Mommy, I just want to hug you around your scars!
His sky blue eyes flash. His brows furrow. The cheerful animals plastered across his summer pajamas – a grinning monkey and laughing elephant atop a fire engine – smile up at me in stark contrast to the glare on his face.
For weeks he’s been told not to fling his arms around my waist. He can’t plop down into my lap when we read stories. I can’t carry him down the stairs. And he’s just plain sick of it. Tired of dealing with the aftermath of my surgery. I am, too.
But the scars are still healing. We have to keep waiting.
I thought I had postpartum healing figured out the third time around. Lots of rest. Lots of help. Hot baths. Healthy meals. Slow walking. No lifting.
And it turned out that my recovery from birth was even easier this time than in the past. Four days after Joseph arrived, I honestly felt like my old self.
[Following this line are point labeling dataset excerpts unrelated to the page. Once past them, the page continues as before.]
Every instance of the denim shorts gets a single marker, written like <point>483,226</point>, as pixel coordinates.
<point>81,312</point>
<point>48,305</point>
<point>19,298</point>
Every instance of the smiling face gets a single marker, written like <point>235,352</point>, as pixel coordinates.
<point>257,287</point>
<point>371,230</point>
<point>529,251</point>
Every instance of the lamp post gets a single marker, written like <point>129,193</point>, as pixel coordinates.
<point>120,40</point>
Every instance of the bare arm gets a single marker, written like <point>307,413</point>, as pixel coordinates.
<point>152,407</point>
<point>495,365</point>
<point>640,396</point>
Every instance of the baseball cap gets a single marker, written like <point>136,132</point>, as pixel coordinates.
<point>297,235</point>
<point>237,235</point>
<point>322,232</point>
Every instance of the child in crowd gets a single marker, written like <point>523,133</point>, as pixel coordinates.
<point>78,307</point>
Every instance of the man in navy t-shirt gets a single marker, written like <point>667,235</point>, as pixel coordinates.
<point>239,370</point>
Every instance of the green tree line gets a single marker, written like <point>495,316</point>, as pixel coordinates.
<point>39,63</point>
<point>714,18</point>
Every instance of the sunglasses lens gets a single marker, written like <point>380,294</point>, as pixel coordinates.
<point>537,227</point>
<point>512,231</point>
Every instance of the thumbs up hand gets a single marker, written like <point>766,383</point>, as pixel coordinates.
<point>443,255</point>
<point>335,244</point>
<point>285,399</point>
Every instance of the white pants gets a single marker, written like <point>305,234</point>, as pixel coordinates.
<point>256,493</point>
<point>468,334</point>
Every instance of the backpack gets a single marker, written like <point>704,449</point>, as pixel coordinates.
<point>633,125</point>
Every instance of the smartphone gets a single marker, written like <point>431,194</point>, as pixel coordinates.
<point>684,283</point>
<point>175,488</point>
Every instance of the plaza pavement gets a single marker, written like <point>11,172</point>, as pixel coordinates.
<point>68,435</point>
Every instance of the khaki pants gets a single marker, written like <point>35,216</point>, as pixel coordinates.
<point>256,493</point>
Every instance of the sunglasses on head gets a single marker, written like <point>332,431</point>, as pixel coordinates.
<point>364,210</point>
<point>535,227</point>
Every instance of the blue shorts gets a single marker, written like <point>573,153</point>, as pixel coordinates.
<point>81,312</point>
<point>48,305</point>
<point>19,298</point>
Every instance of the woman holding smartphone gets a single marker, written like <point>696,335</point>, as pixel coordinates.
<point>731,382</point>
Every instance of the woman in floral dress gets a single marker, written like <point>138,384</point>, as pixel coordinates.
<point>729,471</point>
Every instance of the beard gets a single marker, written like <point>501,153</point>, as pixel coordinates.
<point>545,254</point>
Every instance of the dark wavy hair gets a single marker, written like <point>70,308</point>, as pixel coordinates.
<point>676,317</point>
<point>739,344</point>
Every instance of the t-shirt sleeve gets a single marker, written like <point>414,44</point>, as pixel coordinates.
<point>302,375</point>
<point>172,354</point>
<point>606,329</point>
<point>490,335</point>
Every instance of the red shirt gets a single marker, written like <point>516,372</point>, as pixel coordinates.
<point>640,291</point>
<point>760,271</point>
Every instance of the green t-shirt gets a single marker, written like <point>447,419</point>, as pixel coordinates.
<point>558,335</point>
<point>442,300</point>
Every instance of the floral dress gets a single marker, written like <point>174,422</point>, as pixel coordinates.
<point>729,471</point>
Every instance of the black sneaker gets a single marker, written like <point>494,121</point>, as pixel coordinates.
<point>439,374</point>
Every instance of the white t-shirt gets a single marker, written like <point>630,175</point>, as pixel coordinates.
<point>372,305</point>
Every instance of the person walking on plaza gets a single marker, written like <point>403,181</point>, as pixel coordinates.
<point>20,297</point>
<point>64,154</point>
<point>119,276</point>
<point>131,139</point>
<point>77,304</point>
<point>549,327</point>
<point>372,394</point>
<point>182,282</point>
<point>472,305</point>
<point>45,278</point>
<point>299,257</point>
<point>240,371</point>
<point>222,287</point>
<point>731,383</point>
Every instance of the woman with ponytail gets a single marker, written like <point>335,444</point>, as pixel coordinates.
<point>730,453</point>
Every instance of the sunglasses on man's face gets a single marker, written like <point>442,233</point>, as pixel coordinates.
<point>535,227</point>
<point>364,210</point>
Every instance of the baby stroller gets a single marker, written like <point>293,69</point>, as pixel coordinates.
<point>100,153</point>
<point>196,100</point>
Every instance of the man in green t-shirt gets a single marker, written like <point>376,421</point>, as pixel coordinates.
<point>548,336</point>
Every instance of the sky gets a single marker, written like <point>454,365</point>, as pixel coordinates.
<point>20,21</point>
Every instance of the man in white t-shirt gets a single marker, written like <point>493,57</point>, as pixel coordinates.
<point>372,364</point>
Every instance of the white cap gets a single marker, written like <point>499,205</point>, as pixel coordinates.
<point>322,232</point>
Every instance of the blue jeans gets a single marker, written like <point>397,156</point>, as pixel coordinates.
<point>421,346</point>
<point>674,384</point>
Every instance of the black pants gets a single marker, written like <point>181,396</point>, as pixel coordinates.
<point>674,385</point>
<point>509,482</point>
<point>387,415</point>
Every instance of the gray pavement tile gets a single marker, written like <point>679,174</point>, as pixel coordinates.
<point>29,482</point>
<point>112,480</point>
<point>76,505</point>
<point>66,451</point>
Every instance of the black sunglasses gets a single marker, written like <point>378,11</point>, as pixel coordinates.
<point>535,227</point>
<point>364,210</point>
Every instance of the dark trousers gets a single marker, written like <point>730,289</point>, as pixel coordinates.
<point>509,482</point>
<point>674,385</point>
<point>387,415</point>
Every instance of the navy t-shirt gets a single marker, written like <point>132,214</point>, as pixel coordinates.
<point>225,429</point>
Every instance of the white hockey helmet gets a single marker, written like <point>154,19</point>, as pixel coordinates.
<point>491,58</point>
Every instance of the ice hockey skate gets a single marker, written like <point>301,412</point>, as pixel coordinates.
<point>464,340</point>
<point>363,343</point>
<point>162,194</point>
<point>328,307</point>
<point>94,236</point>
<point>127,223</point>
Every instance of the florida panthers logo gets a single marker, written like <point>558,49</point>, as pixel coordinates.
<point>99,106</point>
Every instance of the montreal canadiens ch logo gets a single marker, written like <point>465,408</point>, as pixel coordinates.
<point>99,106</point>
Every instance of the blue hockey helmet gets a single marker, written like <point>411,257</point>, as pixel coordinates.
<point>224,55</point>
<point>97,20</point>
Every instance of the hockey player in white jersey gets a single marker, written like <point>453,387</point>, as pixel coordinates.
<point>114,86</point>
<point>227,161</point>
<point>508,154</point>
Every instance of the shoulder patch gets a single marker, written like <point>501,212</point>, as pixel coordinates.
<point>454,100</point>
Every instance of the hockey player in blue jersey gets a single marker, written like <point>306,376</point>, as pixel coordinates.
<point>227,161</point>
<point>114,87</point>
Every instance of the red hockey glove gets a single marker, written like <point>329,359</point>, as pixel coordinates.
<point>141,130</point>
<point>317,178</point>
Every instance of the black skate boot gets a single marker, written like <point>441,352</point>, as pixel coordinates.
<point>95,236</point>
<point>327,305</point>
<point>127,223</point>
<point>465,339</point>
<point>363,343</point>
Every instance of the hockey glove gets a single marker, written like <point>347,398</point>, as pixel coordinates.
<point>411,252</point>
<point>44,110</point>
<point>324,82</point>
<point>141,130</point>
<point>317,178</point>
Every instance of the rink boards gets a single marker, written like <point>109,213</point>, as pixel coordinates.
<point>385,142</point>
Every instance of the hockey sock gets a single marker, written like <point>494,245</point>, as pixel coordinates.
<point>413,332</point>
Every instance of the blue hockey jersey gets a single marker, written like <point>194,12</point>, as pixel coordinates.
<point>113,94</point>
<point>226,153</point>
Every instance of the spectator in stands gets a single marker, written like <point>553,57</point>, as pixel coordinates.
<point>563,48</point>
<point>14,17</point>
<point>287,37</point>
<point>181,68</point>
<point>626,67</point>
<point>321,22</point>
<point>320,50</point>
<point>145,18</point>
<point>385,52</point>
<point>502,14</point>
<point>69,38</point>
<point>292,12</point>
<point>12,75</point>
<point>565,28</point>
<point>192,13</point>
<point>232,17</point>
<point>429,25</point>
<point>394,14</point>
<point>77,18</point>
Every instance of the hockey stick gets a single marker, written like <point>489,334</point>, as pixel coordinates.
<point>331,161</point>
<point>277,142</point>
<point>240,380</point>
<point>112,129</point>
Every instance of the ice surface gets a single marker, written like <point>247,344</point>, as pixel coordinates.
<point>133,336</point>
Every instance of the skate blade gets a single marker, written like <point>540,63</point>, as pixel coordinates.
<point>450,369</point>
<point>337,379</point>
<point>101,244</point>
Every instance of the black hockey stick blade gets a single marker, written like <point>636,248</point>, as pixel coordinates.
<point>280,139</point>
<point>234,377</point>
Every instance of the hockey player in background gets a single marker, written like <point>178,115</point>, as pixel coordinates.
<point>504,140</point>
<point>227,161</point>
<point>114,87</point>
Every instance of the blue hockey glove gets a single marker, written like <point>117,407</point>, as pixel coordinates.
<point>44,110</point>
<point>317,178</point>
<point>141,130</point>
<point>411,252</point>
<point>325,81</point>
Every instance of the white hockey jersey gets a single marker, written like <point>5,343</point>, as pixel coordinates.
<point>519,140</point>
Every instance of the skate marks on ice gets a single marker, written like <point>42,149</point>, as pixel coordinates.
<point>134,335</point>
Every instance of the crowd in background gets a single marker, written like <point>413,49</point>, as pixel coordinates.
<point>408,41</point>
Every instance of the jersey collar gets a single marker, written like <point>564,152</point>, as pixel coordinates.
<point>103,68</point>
No pain, no soreness, no need for Tylenol. Of course I took it easy for a few more weeks, having learned the hard way how quickly a new mom can overdo it and end up paying the price. But I felt amazing, and I was grateful.
We kept remarking on it, astonished, in the few moments of adult conversation we’d steal after all the kids were tucked into bed at night. “I don’t want to jinx it,” he said, “but you seem to be feeling great.”
I agreed. I joked about waiting for the other shoe to drop.
. . .
Healing became the theme of our summer, by no wish of our own.
First was recovering from the aches of pregnancy and the pain of childbirth, of course. I expected that.
But then there was this awful appendicitis that landed me back in the hospital six weeks after giving birth.
And then we suffered a shocking death in our family.
And now people we love are waiting for test results and prepping for surgery.
In short, we’re surrounded by a lot of pain. Personal and communal, physical and emotional.
It will take a long time to heal.
. . .
Do pleas for healing get flung up towards heaven more than any other prayer?
All my life it seems I’ve been praying for someone to get better. Brother. Grandparents. Relatives. Friends. Teachers. Neighbors. Co-workers. Acquaintances. Strangers.
Many of those people stayed sick. Or got worse. Or died.
What exactly do I believe about healing anyway? Is it the reward of the lucky few? The result of the right treatment? The randomness of sheer luck?
And what does God have to do with it? Everything? Or nothing? I’m still not sure.
There are a few things I know. You need the right people to help you heal. People with expertise or experience or compassion or love. (Sometimes even all four.)
You need plenty of time. At least as much as experts advise. Sometimes much longer.
And things will never be exactly as they were before. Like the childhood scars that tried to teach us this truth. Pale pink ridges over once-smooth knees.
. . .
At first it seemed strange to see healing as a spiritual practice. After all, I had no choice in the matter: the baby and the appendix both had to come out. My body had to deal with the aftermath of each.
But when surgery shoved me back to bed after I thought recovery days were behind me, I started thinking about the cycle of suffering and healing. Is it an illusion whenever we think ourselves to be whole, as if healed were a past participle, tidy and complete?
I look around me and I see one family mourning a brother, another mourning a mother, another dealing with an awful divorce, another dealing with a terminal illness.
Around each of those wounds are circles rippling outward: relatives and friends and co-workers and neighbors who are affected by each of these losses. And the world writ large is groaning with pain, too. Russia and Iraq and Palestine and Israel. Too much.
Maybe the post-partum period is a microcosm of how suffering and healing shape all our lives. Some mothers have easy deliveries, some have traumatic births. Some of us have blissful babymoons, some have wretched recoveries. We do nothing to merit these experiences, but we must live through them as they come. We must try to heal as best we can.
To help our broken hearts to stay open, not bitter.
. . .
Three thin lines trace across my skin. Scars from the surgery. Still rosy red, still new enough to remind me daily of the difference between before and after.
This summer will be folded into my story just like soft new scars. This was the summer that Joseph was born and Uncle Jim was killed. (And my appendix failed in the middle of it all.)
But isn’t this the way our stories always wind? The physical and the emotional woven together. The personal and the communal weathered together. The beauty born of pain and the anger born of grief.
Eventually our skin will stretch to cover and accept the scar. We will be changed.
This is surely where God is found in healing. In our carrying of each other’s stories. And in our trusting that something good might be born of pain.
My child, be attentive to my words;
incline your ear to my sayings.
Do not let them escape from your sight;
keep them within your heart.
For they are life to those who find them,
and healing to all their flesh.
. . .
Where in your life are you healing? How have you been changed?